Ukraine's Yanukovych: EU Ties A 'Key Priority'

BRUSSELS, Belgium -- Improving ties with the European Union is a "key priority" for Ukraine, the country's newly elected President Viktor Yanukovych said Monday as the EU expressed support for plans to reform Ukraine's vital gas sector.

European Commission President Jose Manuel Barroso, right, ushers Ukrainian President Viktor Yanukovych at the Commission headquarters in Brussels, Monday March 1, 2010.

"Our priorities will include integration into the European Union, bringing up constructive relations with the Russian Federation, and developing friendly relations with strategic partners such as the United States," Yanukovych said.

Making his first foreign trip since his inauguration last week, Yanukovych said concluding an association agreement with the EU to allow free trade and visa-free travel between Ukraine and the 27-nation bloc tops the agenda of his talks in Brussels.

He proposed the EU send a technical mission to Kiev to study ways in which the bloc can support his administration's reforms.

"For Ukraine, European integration is a key priority in our foreign policy, and this is also a key element in our strategy for the social and economic reforms we are going to carry out," Yanukovych said after meeting European Commission President Jose Manuel Barroso.

Yanukovych, who defeated the pro-Western Prime Minister Yulia Tymoshenko, has said he wants to pursue a more balanced foreign policy than his predecessor, Viktor Yushchenko, who alienated Moscow with his pro-American policies and sought membership in NATO.

Yanukovych is heading to Moscow on Friday to strike concrete deals with the Kremlin.

Ukrainian officials say rather than taking sides, Yanukovych is seeking to position the country as a bridge between Europe and Russia. They say the talks in Brussels are focusing on energy policy and the easing of EU visa requirements for Ukrainians.

Ukraine is an important energy partner for the EU because Ukrainian pipelines transport Russian natural gas exports to the 27-nation bloc.

Yanukovych has said in the past he would seek to amend a 2009 gas deal with Russia that ended a bitter contract dispute between the two neighbors that resulted in a two-week shutdown of gas supplies to Europe. He has invited Moscow to take part in a consortium along with Western Europe to jointly operate Ukraine's pipeline network.

"We also discussed natural gas deliveries to European consumers," Yanukovych told journalists during the joint press conference with Barroso. "To make that goal come true, we will enhance our relations with Russia ... and the modernization of our (gas pipeline) infrastructure."

Barroso said an association agreement between the EU and Ukraine could be concluded within a year. This would allow Ukrainian exporters free access to a European market of 500 million people and may double trade between the two, he said.

On energy issues, Ukraine said it cut off electricity exports to EU nations Hungary, Romania and Slovakia for at least a month due to a coal shortage.

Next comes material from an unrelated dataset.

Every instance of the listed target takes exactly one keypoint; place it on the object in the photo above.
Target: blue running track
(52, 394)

Ukraine's Fuel and Energy Ministry spokesman Fent Di says the shutoff, which could end by April 1, occurred because no Ukrainian firms put in bids to sell the electricity due to a coal shortage in Ukraine. The amounts represent a small share of the three countries' electricity markets.

Barroso also called on Yanukovych to renegotiate a bailout agreement with the International Monetary Fund, which as been on hold since last fall. The IMF froze a $16.4 billion loan to Ukraine after Kiev balked at demands for cuts in energy subsidies and government spending.

Yanukovych also met with EU President Herman van Rompuy, who said they had discussed a summit between Ukraine and EU leaders later this year.

Although Yanukovych has in the past said he would not follow his predecessor's policy of seeking membership in NATO, on Monday he noted there would be no change to its status as a member of the alliance's outreach program.

Barroso played down suggestions that improved Ukrainian ties with Moscow would come at the expense of relations with the EU.

"We don't believe that developing relations with the EU is to the detriment of Russia, or to the contrary. We too have very close relations with Russia," he said.